The supervisory expectations in the ECB Guide can be summarised as follows:

• Business Strategy: Banks should integrate short-, medium-, and long-term climate risks into their business strategies.
• Risk appetite and governance: Banks should incorporate climate risks into their risk appetite frameworks, allocate responsibilities, and report aggregated risk data.
• Risk management: Banks should integrate climate risks into the risk management framework, conduct regular reviews and consider these risks across a range of risks, including credit, liquidity and operational risks.

In 2022, the ECB set three deadlines for banks to progressively align their climate risk management practices with the ECB Guide: 

• end of March 2023: to implement a materiality assessment (as detailed in the ECB Guide);
• end of 2023: to include climate risks in the areas of strategy, governance and risk management; and
• end of 2024: to achieve full alignment with supervisory expectations in the ECB Guide, ensuring the integration of climate and environmental risks into stress testing frameworks and the ICAAP.

In November 2023, the ECB communicated that it has started enforcement towards banks that have failed to adequately manage climate risks in line with the ECB’s expectations.

ESG Disclosure Requirements

According to the ECB Guide, banks should disclose material climate-related risks aligned with EU reporting guidelines. Additional (and more detailed) climate risk disclosures apply to large banks that are listed in the EEA (the Pillar 3 disclosures under the CRR).

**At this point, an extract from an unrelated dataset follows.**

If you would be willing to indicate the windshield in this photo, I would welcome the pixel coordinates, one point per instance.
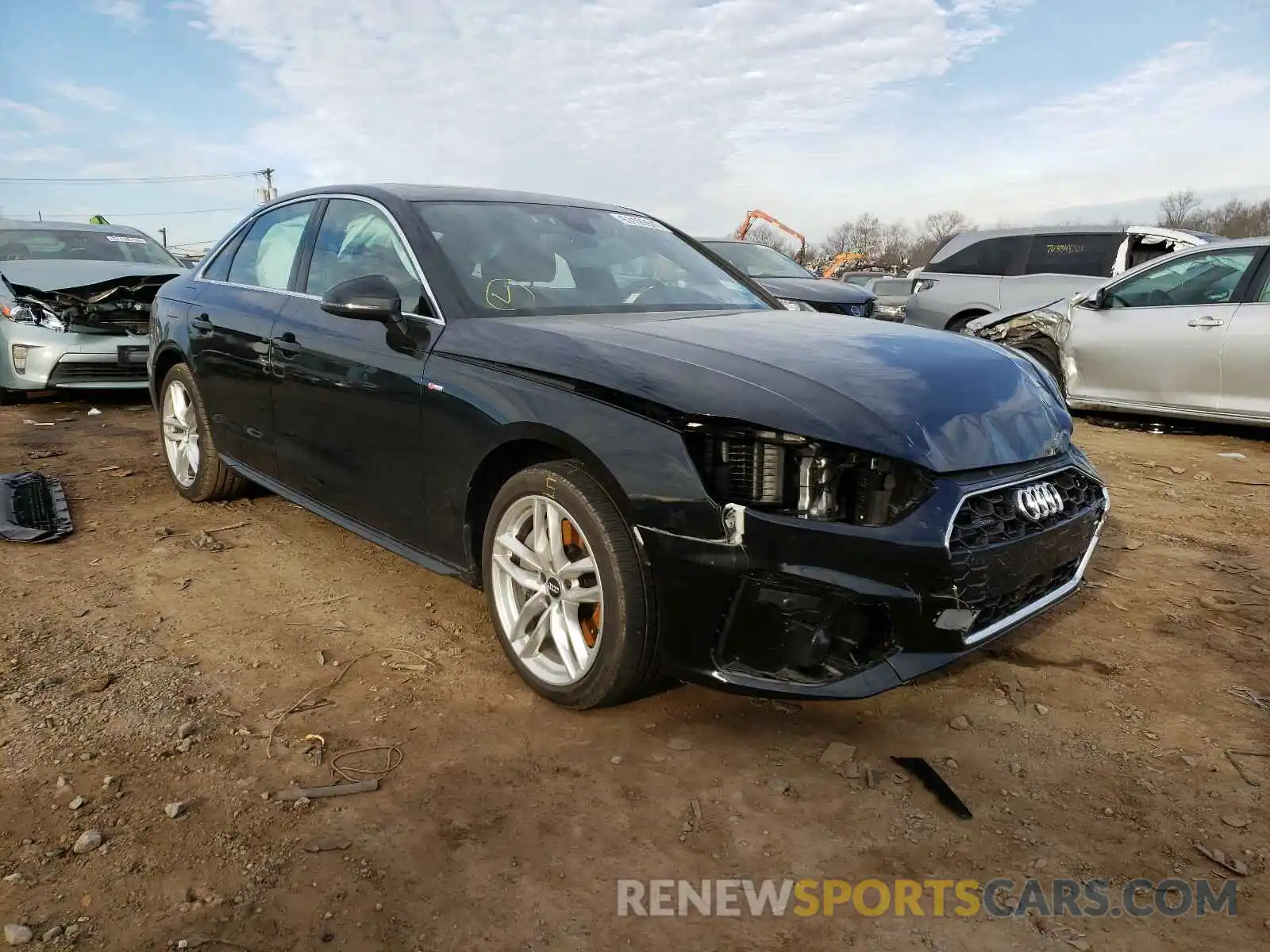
(892, 287)
(514, 258)
(759, 260)
(75, 245)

Dutch-licensed banks that meet certain size criteria are within the scope of the Dutch implementation of the Non-Financial Reporting Directive (NFRD). These large banks must include a non-financial report in their annual accounts. This non-financial report covers environmental, social, and personnel matters, measures taken in respect of human rights and anti-corruption, as well as non-financial key performance indicators tied to the entity’s specific business activities. As of 2024, Dutch-licensed banks within the scope of the NFRD will have to publish additional information under the Corporate Sustainability Reporting Directive (CSRD) as implemented in Dutch law. 

Other ESG Requirements

Other ESG requirements relevant for Dutch-licensed banks include but are not limited to:

• The EBA Guidelines on loan origination and monitoring: These guidelines detail how banks should incorporate ESG factors into their credit risk policies for corporate lending.
• DCGC: The DCGC includes best practices on sustainability, emphasising long-term value creation for companies and the role of management boards in developing strategies and procedures to achieve this goal.
• Sustainable Finance Disclosure Regulation (SFDR): Banks providing portfolio management or investment advice services are subject to disclosure requirements following from SFDR. These disclosures cover, among other ESG topics, the integration of sustainability risks into the bank’s investment processes, and how the bank considers adverse impacts that investments may have on sustainability.